# Sleep and Dreams > Sleep and Health >  >  Holding Objects While Sleeping

## pokilty

I remember once, when I was a kid, I had a little toy car that I liked to play with. I was so tired that night, I fell asleep with it in my hand without realizing it. The next morning I woke up and searched all around the room for a good few minutes, but it was lost.

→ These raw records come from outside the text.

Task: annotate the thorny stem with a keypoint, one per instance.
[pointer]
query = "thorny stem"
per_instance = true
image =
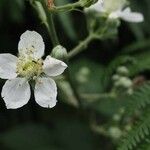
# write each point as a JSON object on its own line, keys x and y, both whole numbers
{"x": 82, "y": 46}
{"x": 67, "y": 7}
{"x": 51, "y": 30}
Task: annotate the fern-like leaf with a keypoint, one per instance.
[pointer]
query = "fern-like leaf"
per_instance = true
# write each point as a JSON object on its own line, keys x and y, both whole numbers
{"x": 137, "y": 134}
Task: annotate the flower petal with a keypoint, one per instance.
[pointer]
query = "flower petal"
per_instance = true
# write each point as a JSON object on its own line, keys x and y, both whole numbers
{"x": 127, "y": 15}
{"x": 16, "y": 93}
{"x": 31, "y": 44}
{"x": 45, "y": 92}
{"x": 53, "y": 67}
{"x": 8, "y": 64}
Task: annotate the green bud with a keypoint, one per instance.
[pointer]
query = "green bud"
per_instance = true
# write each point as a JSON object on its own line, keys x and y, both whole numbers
{"x": 122, "y": 70}
{"x": 59, "y": 52}
{"x": 87, "y": 3}
{"x": 115, "y": 132}
{"x": 115, "y": 77}
{"x": 42, "y": 15}
{"x": 124, "y": 82}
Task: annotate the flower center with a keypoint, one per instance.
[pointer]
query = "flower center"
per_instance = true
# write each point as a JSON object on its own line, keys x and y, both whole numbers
{"x": 29, "y": 68}
{"x": 114, "y": 5}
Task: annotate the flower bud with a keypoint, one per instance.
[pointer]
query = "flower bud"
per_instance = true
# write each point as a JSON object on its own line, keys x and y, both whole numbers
{"x": 41, "y": 11}
{"x": 59, "y": 52}
{"x": 115, "y": 77}
{"x": 122, "y": 70}
{"x": 124, "y": 82}
{"x": 115, "y": 132}
{"x": 87, "y": 3}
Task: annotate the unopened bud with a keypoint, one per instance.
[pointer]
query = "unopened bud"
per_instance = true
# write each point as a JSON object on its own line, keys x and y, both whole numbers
{"x": 87, "y": 3}
{"x": 115, "y": 77}
{"x": 41, "y": 11}
{"x": 124, "y": 82}
{"x": 115, "y": 132}
{"x": 122, "y": 70}
{"x": 59, "y": 52}
{"x": 50, "y": 4}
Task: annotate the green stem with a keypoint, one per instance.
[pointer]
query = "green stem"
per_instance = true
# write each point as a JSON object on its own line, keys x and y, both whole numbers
{"x": 67, "y": 7}
{"x": 82, "y": 46}
{"x": 49, "y": 24}
{"x": 52, "y": 31}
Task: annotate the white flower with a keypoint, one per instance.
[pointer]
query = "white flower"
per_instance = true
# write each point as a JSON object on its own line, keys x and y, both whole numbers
{"x": 116, "y": 9}
{"x": 29, "y": 66}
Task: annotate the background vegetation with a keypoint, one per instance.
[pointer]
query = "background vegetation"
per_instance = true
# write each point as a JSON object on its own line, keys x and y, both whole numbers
{"x": 103, "y": 121}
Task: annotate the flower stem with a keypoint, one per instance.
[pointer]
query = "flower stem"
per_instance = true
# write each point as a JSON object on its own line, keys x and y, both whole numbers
{"x": 67, "y": 7}
{"x": 49, "y": 24}
{"x": 51, "y": 30}
{"x": 82, "y": 46}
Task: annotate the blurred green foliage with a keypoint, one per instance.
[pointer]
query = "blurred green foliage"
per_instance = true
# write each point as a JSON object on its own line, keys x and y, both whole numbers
{"x": 66, "y": 127}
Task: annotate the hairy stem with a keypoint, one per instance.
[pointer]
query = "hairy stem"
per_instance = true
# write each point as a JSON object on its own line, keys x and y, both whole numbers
{"x": 67, "y": 7}
{"x": 51, "y": 30}
{"x": 82, "y": 46}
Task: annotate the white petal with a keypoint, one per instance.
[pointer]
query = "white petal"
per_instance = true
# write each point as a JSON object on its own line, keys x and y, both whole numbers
{"x": 8, "y": 64}
{"x": 31, "y": 43}
{"x": 127, "y": 15}
{"x": 45, "y": 92}
{"x": 16, "y": 93}
{"x": 53, "y": 67}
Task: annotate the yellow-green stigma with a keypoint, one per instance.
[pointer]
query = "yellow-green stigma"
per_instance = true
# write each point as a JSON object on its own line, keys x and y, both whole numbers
{"x": 30, "y": 68}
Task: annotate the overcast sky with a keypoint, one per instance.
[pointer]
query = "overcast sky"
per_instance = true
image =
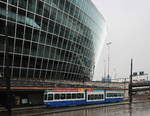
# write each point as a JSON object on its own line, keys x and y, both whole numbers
{"x": 128, "y": 23}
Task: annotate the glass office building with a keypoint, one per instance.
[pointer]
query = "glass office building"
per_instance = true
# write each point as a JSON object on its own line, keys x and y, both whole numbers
{"x": 50, "y": 39}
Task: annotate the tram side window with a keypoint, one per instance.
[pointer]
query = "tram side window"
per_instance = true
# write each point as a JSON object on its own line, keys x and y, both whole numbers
{"x": 45, "y": 97}
{"x": 68, "y": 96}
{"x": 50, "y": 96}
{"x": 114, "y": 94}
{"x": 57, "y": 96}
{"x": 101, "y": 96}
{"x": 80, "y": 95}
{"x": 62, "y": 96}
{"x": 74, "y": 96}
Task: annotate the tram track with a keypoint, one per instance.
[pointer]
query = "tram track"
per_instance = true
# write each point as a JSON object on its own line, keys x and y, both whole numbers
{"x": 40, "y": 110}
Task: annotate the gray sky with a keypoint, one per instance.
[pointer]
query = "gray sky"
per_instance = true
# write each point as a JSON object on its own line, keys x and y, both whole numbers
{"x": 128, "y": 23}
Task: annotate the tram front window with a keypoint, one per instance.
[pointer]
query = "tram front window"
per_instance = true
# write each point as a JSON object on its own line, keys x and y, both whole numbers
{"x": 45, "y": 97}
{"x": 57, "y": 96}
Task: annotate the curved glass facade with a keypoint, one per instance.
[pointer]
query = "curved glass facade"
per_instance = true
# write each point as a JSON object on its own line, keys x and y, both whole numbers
{"x": 50, "y": 39}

I decided I'd find it some day and walked out of the room... only to realize I'd still been holding it the whole time!  ::whyme:: 

Has something like this ever happened to someone else?

----------


## Burns

haha, there have been times when I thought I'd misplaced my sunglasses and they were sitting on top of my head the whole time :p Is that what you mean?

----------


## DeadDollKitty

ooh ive done that loads of times.  :smiley:  id be looking for a stuffed animal, and after a half hour of searching, realize i was still holding it... i do that more often than i should.. look for my phone, its in my pocket, look for my purse, its on my arm...

----------


## j-lakey

Maybe your body just adjust's to it being there and when you wake up its just natural for it to be there.(or so your body thinks)
yeah this has happened to me a few times.
when i was about six i used to play with actionmen when it was bed-time.
i'd throw a storm round looking for them when it was in my hand :@ lol  :smiley:

----------


## Oneironaught

> haha, there have been times when I thought I'd misplaced my sunglasses and they were sitting on top of my head the whole time :p Is that what you mean?



That's one I can empathise with. Been there - done that. I've also done the searching for my keys thing, only to find them in my hand already holding out the one I need.

----------


## pokilty

> Maybe your body just adjust's to it being there and when you wake up its just natural for it to be there.(or so your body thinks)



That's what I'm guessing too, it sure is a funny feeling though :p

----------


## wackomacko

yeah i always fall asleep with the remote in my hand. then wake up and its still in my hand

----------